Mehr Lohndifferenzierung auch bei beruflich qualifizierten Beschäftigten erforderlich
Dies ist mit Blick auf den demografischen Wandel problematisch: Wenn die Babyboomer-Jahrgänge demnächst in Rente gehen, werden sie verstärkt Lücken in jenen Berufen hinterlassen, die meist eine Ausbildung voraussetzen. Damit steigt der Druck auf die Lohnpolitik, flexibler auf die Knappheit zu reagieren.
Zwar ist das Lohnniveau in einigen Mangelberufen schon heute sehr hoch. Dabei wird jedoch oft nur wenig nach Engpässen differenziert. So war der Medianlohn von Maschinen- und Gerätezusammensetzern im Jahr 2018 ähnlich hoch wie der von Mechatronikern, obwohl Letztere deutlich knapper sind.
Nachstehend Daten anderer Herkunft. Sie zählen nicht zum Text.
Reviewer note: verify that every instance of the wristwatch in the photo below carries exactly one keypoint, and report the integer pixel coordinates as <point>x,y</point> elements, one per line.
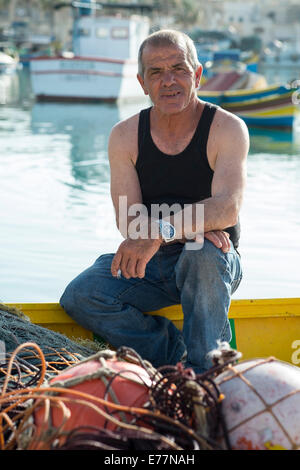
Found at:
<point>166,230</point>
Deshalb sollte, soweit dies mit dem Solidarprinzip vereinbar ist, der Engpassindikator in vielen Fachkraft- und Spezialistenberufen mehr Gewicht bekommen; zwischen Tarif- und Effektivlohn muss eine ausreichend große Spanne bestehen.
Wo das Lohnsignal nicht ausreicht, um Arbeitskräfteangebot und -nachfrage in Einklang zu bringen, können auch nicht monetäre Anreize wie Angebote zur Aus- und Weiterbildung dazu beitragen, mehr Nachwuchskräfte für Engpassberufe zu gewinnen.